= The Digger's Club =

Australian gardening club

The Diggers Club is Australia's largest gardening club, with over 85,000 members.

They were established in 1978 to provide diverse seeds and plants which were claimed to be disappearing from circulation and promoted heirloom fruit and vegetable revival in the 1990s.

It was originally a commercial business established by Penny and Clive Blazey to provide gardeners with all their gardening needs. Over the years, the club claims to have extended its conservation efforts with extensive seed and plant preservation programs. In 2011 The Diggers Foundation - a registered not-for-profit charity.

== Gardens ==
=== Heronswood ===
Located on the Mornington Peninsula, Heronswood is the home of The Diggers Foundation.

Heronswood is listed on the Register of the National Estate.

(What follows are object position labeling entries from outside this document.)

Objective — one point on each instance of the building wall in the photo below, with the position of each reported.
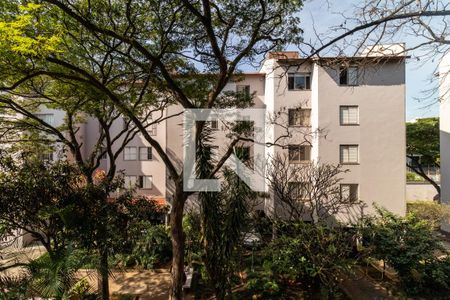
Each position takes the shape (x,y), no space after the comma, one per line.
(444,123)
(381,133)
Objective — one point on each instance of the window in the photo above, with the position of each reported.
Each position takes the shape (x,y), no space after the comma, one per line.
(299,81)
(46,156)
(130,181)
(349,115)
(214,124)
(299,190)
(298,154)
(130,153)
(103,153)
(145,182)
(243,153)
(152,130)
(145,153)
(349,154)
(243,91)
(349,192)
(47,118)
(299,117)
(348,76)
(126,123)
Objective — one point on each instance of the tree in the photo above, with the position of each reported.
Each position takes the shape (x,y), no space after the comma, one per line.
(40,200)
(422,137)
(138,61)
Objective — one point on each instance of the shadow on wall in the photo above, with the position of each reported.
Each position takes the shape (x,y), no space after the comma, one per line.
(373,74)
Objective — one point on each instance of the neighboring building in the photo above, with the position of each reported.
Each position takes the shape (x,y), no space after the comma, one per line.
(444,123)
(356,103)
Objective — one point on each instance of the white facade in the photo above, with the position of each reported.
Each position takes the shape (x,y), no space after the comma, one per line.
(361,124)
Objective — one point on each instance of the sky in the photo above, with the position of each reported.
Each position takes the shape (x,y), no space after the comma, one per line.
(323,14)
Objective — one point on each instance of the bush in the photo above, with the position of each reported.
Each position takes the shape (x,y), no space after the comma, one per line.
(312,253)
(430,211)
(407,244)
(150,247)
(411,176)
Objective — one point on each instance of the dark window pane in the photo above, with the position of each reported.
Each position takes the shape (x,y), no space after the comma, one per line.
(290,81)
(343,76)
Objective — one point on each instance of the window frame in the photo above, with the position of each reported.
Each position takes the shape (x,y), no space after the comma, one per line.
(341,160)
(300,161)
(341,120)
(41,116)
(125,154)
(350,185)
(148,154)
(126,183)
(141,182)
(299,74)
(298,110)
(348,82)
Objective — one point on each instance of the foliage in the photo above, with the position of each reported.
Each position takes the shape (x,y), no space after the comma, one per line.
(150,246)
(13,287)
(312,254)
(411,176)
(429,211)
(422,138)
(55,277)
(423,147)
(407,244)
(309,191)
(192,230)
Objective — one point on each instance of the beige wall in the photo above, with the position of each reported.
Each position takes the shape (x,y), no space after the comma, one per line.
(380,133)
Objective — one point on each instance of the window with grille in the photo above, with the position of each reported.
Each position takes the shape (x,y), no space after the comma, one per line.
(145,153)
(130,181)
(243,91)
(349,115)
(152,130)
(299,153)
(299,81)
(349,154)
(349,192)
(300,190)
(299,117)
(47,118)
(130,153)
(348,76)
(145,182)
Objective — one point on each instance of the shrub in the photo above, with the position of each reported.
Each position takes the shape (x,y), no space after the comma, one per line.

It is also listed in Oxford Companion to Gardens as one of only four gardens in Victoria, alongside the Melbourne Botanical Gardens, Mawallock and Rippon Lea.

The first law professor at Melbourne University, William Hearn, employed Edward Latrobe Bateman to design Heronswood's main house in 1866. The house, which is of an asymmetric Gothic Revival design, was completed in 1871.

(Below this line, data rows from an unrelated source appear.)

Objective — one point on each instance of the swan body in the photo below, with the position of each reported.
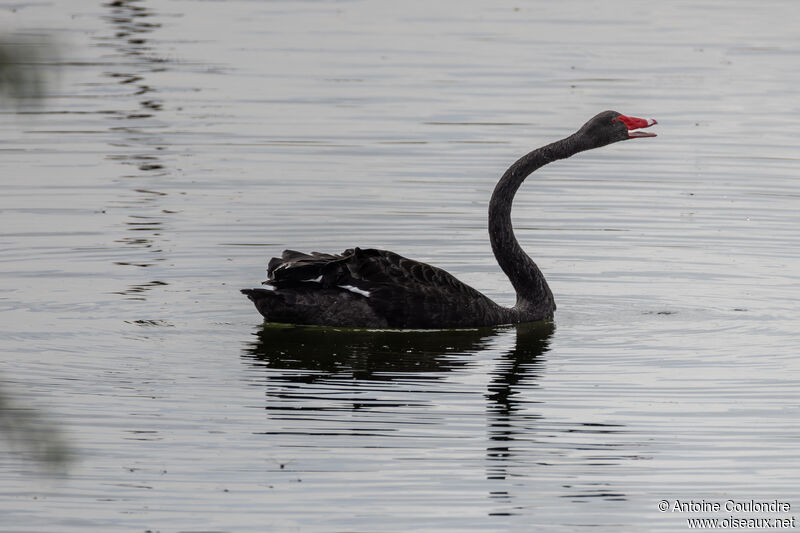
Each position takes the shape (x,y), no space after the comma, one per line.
(372,288)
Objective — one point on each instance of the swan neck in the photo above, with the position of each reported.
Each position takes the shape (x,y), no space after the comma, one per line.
(534,297)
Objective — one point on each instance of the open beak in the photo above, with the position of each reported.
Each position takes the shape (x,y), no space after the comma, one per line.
(635,126)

=== The Garden of St Erth ===
In 1854 Matthew Rogers, a Cornish stonemason, left Sydney in pursuit of gold discovered near Mount Blackwood in Victoria. In the 1860s he built a sandstone cottage, naming it "St Erth" after his birthplace in Cornwall now restored and forming the centrepiece of the gardens.

During the Gold Rush, the site was a town of 13,000 people and feverish activity. Now, 160 years later, you can visit the last remaining stone cottage.

=== Cloudehill ===
Cloudehill has been made by Jeremy Francis from one of the ‘home’ properties of the famous Woolrich family Rangeview nursery & flower farm. In 1895, George Woolrich was granted a ‘Village Settlement’ ten-acre block which he cleared and planted to cherries and raspberries. In 1919 his sons, Jim and Ted, took over the property and commenced work on their Rangeview project. Rangeview was to be the first of many ornamental plant nurseries in the Dandenongs in those years and operated through to the late 1960s.